Mr. D.L. Moody relates the instance of a poor little cripple, whose prayers were answered to the conversion of fifty-six people.

"I once knew a little cripple who lay upon her death bed. She had given herself to God, and was distressed only because she could not labor for Him actively among the lost. Her clergyman visited her, and hearing her complaint, told her from her sick bed she could pray; to pray for those she wished to see turning to God. He told her to write the names down, and then to pray earnestly; he went away and thought of the subject no more.

"Soon a feeling of religious interest sprang up in the village, and the churches were crowded nightly. The little cripple heard of the progress of the revival, and inquired anxiously for the names of the saved. A few weeks later she died, and among a roll of papers that was found under her little pillow, was one bearing the names of fifty-six persons, every one of whom had in the revival been converted. By each name was a little cross by which the poor crippled saint had checked off the names of the converts as they had been reported to her."

Please God, Give Us A Home.

Mr. Moody tells of a beautiful answer to the faith of a little child.

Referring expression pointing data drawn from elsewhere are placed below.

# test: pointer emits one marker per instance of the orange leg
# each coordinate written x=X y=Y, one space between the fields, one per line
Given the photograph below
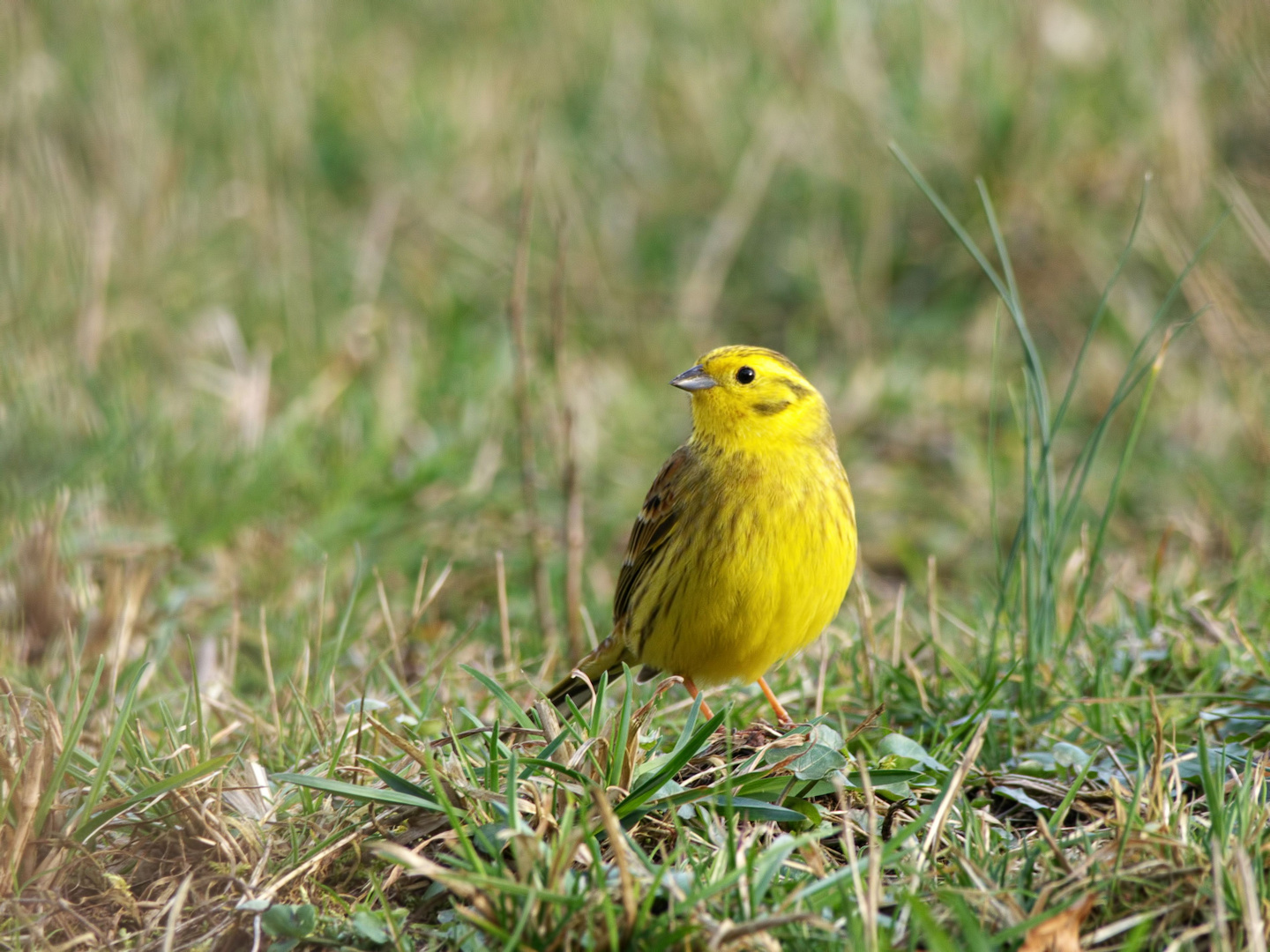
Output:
x=693 y=692
x=782 y=716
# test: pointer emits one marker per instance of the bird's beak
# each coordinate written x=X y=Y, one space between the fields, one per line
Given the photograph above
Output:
x=695 y=378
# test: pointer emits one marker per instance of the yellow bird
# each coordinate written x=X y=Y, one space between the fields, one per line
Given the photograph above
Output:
x=747 y=539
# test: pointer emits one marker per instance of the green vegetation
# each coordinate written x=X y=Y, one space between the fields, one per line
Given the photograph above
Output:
x=265 y=680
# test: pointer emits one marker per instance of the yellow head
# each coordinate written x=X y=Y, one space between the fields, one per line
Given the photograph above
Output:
x=750 y=398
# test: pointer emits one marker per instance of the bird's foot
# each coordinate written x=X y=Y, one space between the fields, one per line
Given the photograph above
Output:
x=782 y=716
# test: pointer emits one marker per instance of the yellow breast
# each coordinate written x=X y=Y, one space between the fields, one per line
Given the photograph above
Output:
x=757 y=570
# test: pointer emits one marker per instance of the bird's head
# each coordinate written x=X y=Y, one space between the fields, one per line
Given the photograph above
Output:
x=748 y=397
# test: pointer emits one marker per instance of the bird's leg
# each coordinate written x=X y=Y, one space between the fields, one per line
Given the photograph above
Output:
x=782 y=716
x=692 y=689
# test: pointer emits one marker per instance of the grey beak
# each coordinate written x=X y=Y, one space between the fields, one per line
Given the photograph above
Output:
x=695 y=378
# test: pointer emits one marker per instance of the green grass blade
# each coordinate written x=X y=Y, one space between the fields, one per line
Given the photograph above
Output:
x=111 y=747
x=503 y=697
x=188 y=776
x=352 y=791
x=70 y=744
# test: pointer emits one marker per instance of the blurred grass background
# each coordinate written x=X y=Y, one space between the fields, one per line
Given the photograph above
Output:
x=257 y=258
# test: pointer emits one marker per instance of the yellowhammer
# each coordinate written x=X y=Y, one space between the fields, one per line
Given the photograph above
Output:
x=747 y=539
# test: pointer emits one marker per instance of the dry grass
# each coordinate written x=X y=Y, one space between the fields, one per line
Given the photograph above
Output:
x=257 y=263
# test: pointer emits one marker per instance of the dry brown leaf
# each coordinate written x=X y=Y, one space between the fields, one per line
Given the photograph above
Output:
x=1062 y=933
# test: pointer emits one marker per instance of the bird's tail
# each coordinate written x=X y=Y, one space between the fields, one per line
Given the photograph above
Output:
x=609 y=657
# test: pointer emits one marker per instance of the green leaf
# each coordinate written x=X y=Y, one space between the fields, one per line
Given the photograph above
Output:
x=370 y=926
x=1020 y=796
x=900 y=746
x=153 y=790
x=755 y=809
x=497 y=691
x=399 y=784
x=684 y=752
x=109 y=747
x=1070 y=755
x=352 y=791
x=290 y=922
x=805 y=807
x=885 y=778
x=818 y=763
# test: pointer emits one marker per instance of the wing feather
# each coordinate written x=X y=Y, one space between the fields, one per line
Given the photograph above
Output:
x=655 y=524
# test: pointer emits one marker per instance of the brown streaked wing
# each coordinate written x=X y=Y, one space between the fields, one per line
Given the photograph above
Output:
x=657 y=519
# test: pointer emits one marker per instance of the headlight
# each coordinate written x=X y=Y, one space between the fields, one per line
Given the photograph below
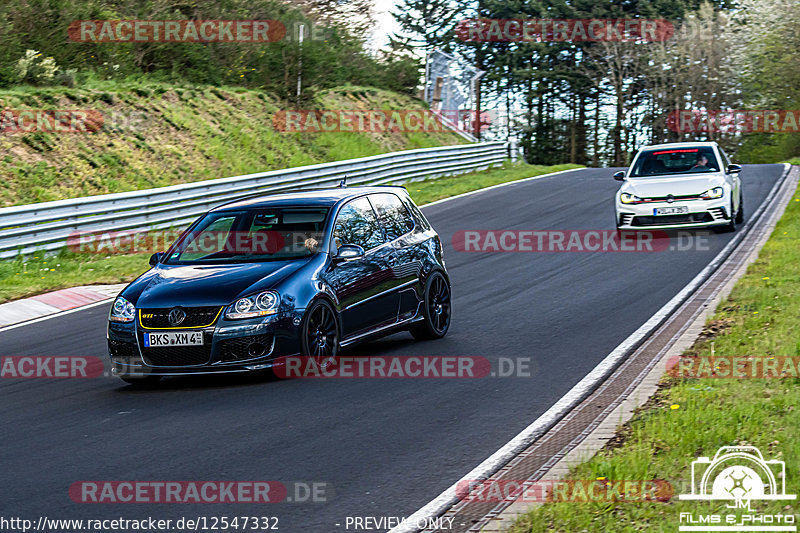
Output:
x=710 y=194
x=628 y=198
x=263 y=304
x=122 y=311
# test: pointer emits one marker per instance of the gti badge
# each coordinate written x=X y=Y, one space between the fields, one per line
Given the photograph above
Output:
x=176 y=316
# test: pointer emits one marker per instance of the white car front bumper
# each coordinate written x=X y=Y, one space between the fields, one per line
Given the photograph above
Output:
x=701 y=213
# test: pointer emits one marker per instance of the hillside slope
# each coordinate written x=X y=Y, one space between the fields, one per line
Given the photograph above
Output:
x=156 y=135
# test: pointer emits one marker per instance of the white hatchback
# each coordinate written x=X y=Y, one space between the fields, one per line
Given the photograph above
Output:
x=679 y=185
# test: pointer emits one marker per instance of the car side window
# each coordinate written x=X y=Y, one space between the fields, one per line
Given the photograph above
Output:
x=392 y=213
x=358 y=224
x=725 y=161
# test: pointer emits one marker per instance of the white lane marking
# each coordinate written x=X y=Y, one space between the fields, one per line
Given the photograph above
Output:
x=524 y=438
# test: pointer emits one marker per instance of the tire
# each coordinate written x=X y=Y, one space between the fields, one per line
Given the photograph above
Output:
x=143 y=382
x=437 y=310
x=740 y=212
x=731 y=225
x=320 y=334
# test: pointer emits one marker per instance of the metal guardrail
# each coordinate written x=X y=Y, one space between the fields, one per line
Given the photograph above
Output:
x=47 y=225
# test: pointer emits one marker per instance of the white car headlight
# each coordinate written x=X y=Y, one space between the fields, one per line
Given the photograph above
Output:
x=122 y=311
x=716 y=192
x=262 y=304
x=628 y=198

"I remember a child that lived with her parents in a small village. One day the news came that her father had joined the army (it was the beginning of our war), and a few days after, the landlord came to demand the rent. The mother told him she hadn't got it, and that her husband had gone into the army. He was a hard-hearted wretch, and he stormed, and said that they must leave the house; he wasn't going to have people who couldn't pay the rent.

"After he was gone, the mother threw herself into the armchair, and began to weep bitterly. Her little girl, whom she taught to pray in faith, (but it is more difficult to practice than to preach,) came up to her, and said, 'What makes you cry, mamma, I will pray to God to give us a little home, and won't He?' What could the mother say? So the little child went into the next room and began to pray. The door was open, and the mother could hear every word.

"'O, God, you have come and taken away father, and mamma has got no money, and the landlord will turn us out because we can't pay, and we will have to sit on the door-step, and mamma will catch cold. Give us a little home.' Then she waited as if for an answer, and then added, 'Won't you, please, God?'

"She came out of that room quite happy, expecting a home to be given them. The mother felt reproved. God heard the prayer of that little one, for he touched the heart of the cruel landlord, and she has never paid any rent since."

God give us the faith of that little child, that we may likewise expect an answer, "nothing wavering."